D’espoirs en désillusions, de joies en écœurements, cette histoire longue de plusieurs années aurait pu, Cécile et moi-même, nous pousser à reculer et à dédier nos forces à d’autres projets. Il n’en est rien. Aujourd’hui et plus que jamais, ensemble et unis, nous ferons tout pour mener le projet Pain, Vin, Fromages à son terme. Pourquoi un tel acharnement ? Parce que nous aimons Chaudes-Aigues. Point.
Notre priorité depuis plusieurs années maintenant : offrir à Chaudes-Aigues la place qu’elle mérite
Au-delà de Chaudes-Aigues, c’est tout le département du Cantal auquel nous sommes attachés. Pour lui et pour encourager une économie ralentie, nous avons tenu à investir 400 000 € – et ce n’est pas terminé – pour faire appel à des artisans locaux pour nos travaux. Pour les avoir côtoyés des mois et des mois, Cécile et moi-même sommes ressortis convaincus de leur talent et de leur savoir-faire.

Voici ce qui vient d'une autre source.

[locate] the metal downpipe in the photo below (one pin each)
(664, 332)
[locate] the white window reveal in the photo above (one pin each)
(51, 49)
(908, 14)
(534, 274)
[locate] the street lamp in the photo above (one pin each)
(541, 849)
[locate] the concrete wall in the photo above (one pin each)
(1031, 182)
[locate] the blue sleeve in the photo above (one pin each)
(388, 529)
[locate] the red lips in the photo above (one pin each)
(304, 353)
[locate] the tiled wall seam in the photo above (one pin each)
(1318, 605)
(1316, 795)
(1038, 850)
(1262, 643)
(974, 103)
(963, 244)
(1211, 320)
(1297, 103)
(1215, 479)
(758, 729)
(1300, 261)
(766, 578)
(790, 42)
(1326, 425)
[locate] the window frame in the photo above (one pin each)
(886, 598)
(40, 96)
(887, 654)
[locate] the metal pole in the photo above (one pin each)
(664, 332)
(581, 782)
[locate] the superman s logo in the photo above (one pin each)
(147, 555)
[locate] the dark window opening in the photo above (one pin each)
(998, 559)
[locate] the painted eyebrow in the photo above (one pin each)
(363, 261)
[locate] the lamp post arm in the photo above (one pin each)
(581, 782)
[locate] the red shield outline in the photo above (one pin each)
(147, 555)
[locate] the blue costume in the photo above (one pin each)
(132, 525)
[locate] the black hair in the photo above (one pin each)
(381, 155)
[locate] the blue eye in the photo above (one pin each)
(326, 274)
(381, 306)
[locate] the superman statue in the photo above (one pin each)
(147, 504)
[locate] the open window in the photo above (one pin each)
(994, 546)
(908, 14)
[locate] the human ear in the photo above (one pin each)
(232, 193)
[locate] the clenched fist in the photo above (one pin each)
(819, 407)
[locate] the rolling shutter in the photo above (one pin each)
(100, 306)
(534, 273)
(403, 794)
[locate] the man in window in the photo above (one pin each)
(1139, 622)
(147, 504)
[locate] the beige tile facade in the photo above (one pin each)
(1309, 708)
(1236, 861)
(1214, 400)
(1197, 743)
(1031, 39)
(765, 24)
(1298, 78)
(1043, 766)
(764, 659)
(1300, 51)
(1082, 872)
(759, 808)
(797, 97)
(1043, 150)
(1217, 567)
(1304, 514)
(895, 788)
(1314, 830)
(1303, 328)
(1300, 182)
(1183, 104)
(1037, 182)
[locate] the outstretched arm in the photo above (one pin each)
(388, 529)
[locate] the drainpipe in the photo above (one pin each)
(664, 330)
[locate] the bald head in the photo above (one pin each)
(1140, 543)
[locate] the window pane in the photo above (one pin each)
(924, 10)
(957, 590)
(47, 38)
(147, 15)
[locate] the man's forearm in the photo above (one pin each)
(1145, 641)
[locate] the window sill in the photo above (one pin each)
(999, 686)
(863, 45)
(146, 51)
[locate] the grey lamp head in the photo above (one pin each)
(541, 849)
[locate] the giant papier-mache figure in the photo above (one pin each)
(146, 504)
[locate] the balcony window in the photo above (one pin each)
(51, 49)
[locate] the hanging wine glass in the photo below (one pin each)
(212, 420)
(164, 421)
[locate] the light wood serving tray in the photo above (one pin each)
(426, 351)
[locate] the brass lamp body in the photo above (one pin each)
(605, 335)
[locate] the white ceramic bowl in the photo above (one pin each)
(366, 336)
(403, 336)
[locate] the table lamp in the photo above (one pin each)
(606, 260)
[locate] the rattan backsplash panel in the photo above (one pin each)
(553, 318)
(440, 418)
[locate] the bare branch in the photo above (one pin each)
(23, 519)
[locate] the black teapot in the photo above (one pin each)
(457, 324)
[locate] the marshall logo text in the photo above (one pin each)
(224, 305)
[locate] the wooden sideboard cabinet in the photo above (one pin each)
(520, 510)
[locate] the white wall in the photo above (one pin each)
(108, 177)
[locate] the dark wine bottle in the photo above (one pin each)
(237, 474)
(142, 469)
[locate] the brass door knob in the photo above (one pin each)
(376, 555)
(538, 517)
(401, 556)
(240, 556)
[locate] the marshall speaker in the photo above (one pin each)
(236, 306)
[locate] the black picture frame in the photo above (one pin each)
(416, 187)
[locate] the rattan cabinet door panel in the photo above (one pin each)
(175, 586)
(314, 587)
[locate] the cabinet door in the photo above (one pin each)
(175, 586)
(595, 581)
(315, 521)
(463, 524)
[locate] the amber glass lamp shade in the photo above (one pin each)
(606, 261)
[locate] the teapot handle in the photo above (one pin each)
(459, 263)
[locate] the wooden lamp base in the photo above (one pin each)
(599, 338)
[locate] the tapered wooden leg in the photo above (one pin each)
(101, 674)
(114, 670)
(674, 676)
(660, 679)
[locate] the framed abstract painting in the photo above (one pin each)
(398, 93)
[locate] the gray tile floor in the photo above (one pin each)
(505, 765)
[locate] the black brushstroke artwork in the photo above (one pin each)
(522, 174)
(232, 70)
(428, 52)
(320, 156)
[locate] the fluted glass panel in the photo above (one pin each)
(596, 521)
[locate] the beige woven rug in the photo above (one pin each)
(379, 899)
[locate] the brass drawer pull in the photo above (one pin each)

Avant comme après l’ouverture de Pain, Vin, Fromages, nous tenions et nous tenons à y faire travailler des personnes de la région.
Aujourd’hui, et à l’heure où une nouvelle année touche à sa fin, nous lançons un nouvel appel à certains de nos élus et de nos concitoyens. Préférons le dialogue aux attaques sournoises. Préférons l’ouverture au repli. Préférons le pragmatisme à l’affect. Préférons le bon sens à la déraison.
Mon expérience personnelle m’a amené à créer seize commerces en un peu plus de trente années. J’ai même été confronté à une législation très stricte à Paris, en ouvrant un studio de tatouage aux portes du Marais, dans un quartier aux bâtiments aussi farouchement protégés que celui de l’Hôtel de Ville. Mais – triste paradoxe – jamais je n’avais essuyé autant de difficultés que pour notre modeste café-concert chaudesaiguois.